Even so, there’s no doubting the All Blacks’ potency and they are not only expected to win every single time they play but for pretty much all of the professional era to do so with a brand of rugby that is consistently entertaining and sometimes thrilling. To that end they were, again, outstanding in the Rugby Championship.
But when they slip from those high standards it comes as a shock and they are quickly told as much too. Having changed their team in its entirety from the previous week against Wales, the All Blacks played with an understandable lack of cohesion against Italy which actually highlighted how rarely this happens to them even after wholesale changes.
The scoreless opening 27 minutes was lamentable fare. The All Blacks committed six handling errors in that time and 10 in the first-half alone. But, as against a tiring Wales, when the game broke up in the final quarter they scored four quickfire tries in a devastating 13-minute spell.

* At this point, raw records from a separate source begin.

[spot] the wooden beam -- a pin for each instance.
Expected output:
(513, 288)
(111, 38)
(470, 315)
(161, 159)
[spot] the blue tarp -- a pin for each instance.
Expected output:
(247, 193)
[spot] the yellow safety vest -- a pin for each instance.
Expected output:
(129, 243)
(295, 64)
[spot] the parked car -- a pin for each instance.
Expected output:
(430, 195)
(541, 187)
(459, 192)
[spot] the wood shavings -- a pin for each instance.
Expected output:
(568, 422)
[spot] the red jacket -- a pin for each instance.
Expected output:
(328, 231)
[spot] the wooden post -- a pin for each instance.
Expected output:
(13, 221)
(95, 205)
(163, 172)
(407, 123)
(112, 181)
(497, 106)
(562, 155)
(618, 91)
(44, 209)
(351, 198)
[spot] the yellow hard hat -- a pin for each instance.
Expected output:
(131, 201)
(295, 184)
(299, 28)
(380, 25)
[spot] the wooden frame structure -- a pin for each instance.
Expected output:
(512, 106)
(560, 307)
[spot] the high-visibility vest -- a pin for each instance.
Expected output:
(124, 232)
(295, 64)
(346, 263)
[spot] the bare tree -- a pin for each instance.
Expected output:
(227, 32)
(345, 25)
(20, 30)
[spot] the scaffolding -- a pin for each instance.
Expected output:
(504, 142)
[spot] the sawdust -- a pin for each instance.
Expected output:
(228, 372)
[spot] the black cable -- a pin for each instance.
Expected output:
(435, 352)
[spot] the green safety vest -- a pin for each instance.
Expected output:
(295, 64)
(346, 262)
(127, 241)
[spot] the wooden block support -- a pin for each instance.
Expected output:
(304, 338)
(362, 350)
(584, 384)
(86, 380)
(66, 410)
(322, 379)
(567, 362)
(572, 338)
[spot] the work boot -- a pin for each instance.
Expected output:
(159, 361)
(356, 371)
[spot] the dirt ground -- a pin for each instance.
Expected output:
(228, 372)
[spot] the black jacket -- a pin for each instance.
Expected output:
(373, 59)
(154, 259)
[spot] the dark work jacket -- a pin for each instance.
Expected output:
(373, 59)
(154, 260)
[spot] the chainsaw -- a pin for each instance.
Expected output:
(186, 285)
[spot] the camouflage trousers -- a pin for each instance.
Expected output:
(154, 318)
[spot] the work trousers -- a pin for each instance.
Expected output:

Of course, they’re no shrinking violets and they don’t always endear themselves everywhere they go either. They showed their darker side on that abrasive revenge mission in Dublin in 2016, two weeks after Ireland’s historic win in Chicago, when Jaco Peyper allowed them far too much largesse and four players were removed from the game with concussion – three of them Irish. That game, and the players, needed tougher officiating.
Joe Schmidt had observed after the Chicago win that Ireland may have poked the bear and that was evidently the case. The same was true at the last World Cup, when Ireland’s win at the Aviva in 2018 ensured that the All Blacks took that quarter-final with, alas, the utmost seriousness.